Modern Depositional Processes within Astoria Canyon, Cascadia Margin

Evan John Lahr1, Andrea S Ogston1, Aaron T Fricke1, Jenna C Hill2 and Hannah Glover1, (1)University of Washington, School of Oceanography, Seattle, WA, United States, (2)University of Kentucky, Lexington, United States
Abstract:
Astoria Canyon incises the central Cascadia Margin, 22 km offshore of the dominant sediment source along the margin, the Columbia River. Sediment-gravity flows have occurred in the canyon during the last ~7 ka, with some turbidity currents reaching the deepwater Astoria Fan. The modern supply of sediment to Astoria Canyon and the processes that act to transport, remobilize, and deposit sediment within the canyon are poorly understood. A series of ~60 cm-long sediment cores were collected along the upper canyon thalweg and the surrounding shelf rim, along with co-located CHIRP sub-bottom profiles and hydrodynamic data from a tripod deployed in the canyon head during May‚ÄďAug 2019. Together, these data characterize the modern depositional environment both within the upper canyon and on the adjacent shelf. Grain-size analyses and 210Pb geochronology of the cores indicate that modern sands have been delivered to the canyon thalweg, suggesting off-shelf transport processes are active under highstand conditions and could provide sediment to the Holocene turbidites observed down canyon.
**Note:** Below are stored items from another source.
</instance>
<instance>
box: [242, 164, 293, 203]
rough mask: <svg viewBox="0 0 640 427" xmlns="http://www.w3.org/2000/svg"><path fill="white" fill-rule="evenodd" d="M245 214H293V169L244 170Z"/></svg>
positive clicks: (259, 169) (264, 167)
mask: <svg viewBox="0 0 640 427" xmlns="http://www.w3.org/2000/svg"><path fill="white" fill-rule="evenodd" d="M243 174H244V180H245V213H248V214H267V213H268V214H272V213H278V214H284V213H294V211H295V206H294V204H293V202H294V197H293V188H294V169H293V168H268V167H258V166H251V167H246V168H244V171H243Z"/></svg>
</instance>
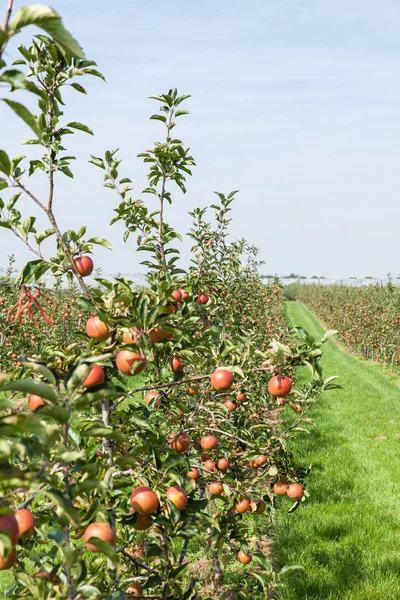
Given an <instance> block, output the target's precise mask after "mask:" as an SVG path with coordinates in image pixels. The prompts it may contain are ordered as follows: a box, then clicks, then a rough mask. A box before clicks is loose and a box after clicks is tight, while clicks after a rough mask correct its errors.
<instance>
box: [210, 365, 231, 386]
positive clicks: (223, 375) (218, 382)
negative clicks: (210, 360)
mask: <svg viewBox="0 0 400 600" xmlns="http://www.w3.org/2000/svg"><path fill="white" fill-rule="evenodd" d="M210 381H211V385H212V386H213V388H214V389H215V390H216V391H217V392H228V391H229V390H230V389H231V387H232V384H233V373H232V372H231V371H228V369H224V367H219V368H218V369H216V370H215V371H214V373H213V374H212V375H211V377H210Z"/></svg>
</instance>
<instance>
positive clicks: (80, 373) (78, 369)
mask: <svg viewBox="0 0 400 600" xmlns="http://www.w3.org/2000/svg"><path fill="white" fill-rule="evenodd" d="M91 369H92V366H91V365H86V364H84V363H83V364H81V365H78V366H77V367H76V369H74V371H73V373H72V374H71V376H70V377H69V379H68V382H67V390H68V391H69V392H70V393H71V394H73V393H74V392H75V391H76V390H77V388H79V387H80V386H81V385H82V383H83V382H84V381H85V379H86V377H87V376H88V375H89V373H90V371H91Z"/></svg>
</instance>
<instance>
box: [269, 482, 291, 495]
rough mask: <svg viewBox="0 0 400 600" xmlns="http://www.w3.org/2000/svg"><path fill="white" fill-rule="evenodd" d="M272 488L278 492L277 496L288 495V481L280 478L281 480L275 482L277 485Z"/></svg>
mask: <svg viewBox="0 0 400 600" xmlns="http://www.w3.org/2000/svg"><path fill="white" fill-rule="evenodd" d="M272 489H273V491H274V494H276V495H277V496H286V494H287V491H288V486H287V483H286V482H284V481H282V480H281V479H280V480H279V481H277V482H276V483H275V485H274V487H273V488H272Z"/></svg>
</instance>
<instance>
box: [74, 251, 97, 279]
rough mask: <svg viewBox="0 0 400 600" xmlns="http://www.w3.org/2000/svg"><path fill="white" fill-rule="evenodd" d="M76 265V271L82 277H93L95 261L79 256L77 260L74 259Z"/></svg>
mask: <svg viewBox="0 0 400 600" xmlns="http://www.w3.org/2000/svg"><path fill="white" fill-rule="evenodd" d="M74 265H75V268H76V270H77V271H78V273H79V274H80V275H81V276H82V277H87V276H88V275H91V273H92V271H93V267H94V264H93V261H92V259H91V258H90V256H78V257H77V258H74Z"/></svg>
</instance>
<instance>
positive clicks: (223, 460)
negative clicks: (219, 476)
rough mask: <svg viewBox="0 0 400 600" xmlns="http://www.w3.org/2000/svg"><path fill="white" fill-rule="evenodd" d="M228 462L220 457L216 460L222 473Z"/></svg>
mask: <svg viewBox="0 0 400 600" xmlns="http://www.w3.org/2000/svg"><path fill="white" fill-rule="evenodd" d="M229 466H230V462H229V460H228V459H227V458H220V459H219V461H218V462H217V468H218V469H219V470H220V471H222V472H223V473H224V472H225V471H227V470H228V469H229Z"/></svg>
Modern sediment characteristics and depositional styles are distinct between regions along the northern and southern canyon rim, and CHIRP profiles aid in outlining the spatial extent of these facies. Regional variability in bed sediments from short cores demonstrates a heterogeneous remobilization potential along the canyon rim and implies directional import to the canyon head from the north. Once in the canyon head, tripod data show that local hydrodynamics are sufficiently energetic to remobilize bed sediment. This combination of active sedimentation and transport processes within the canyon head help to define the range of environmental phenomena capable of importing and remobilizing sediments within Astoria canyon, and perhaps other canyons along the Cascadia Margin.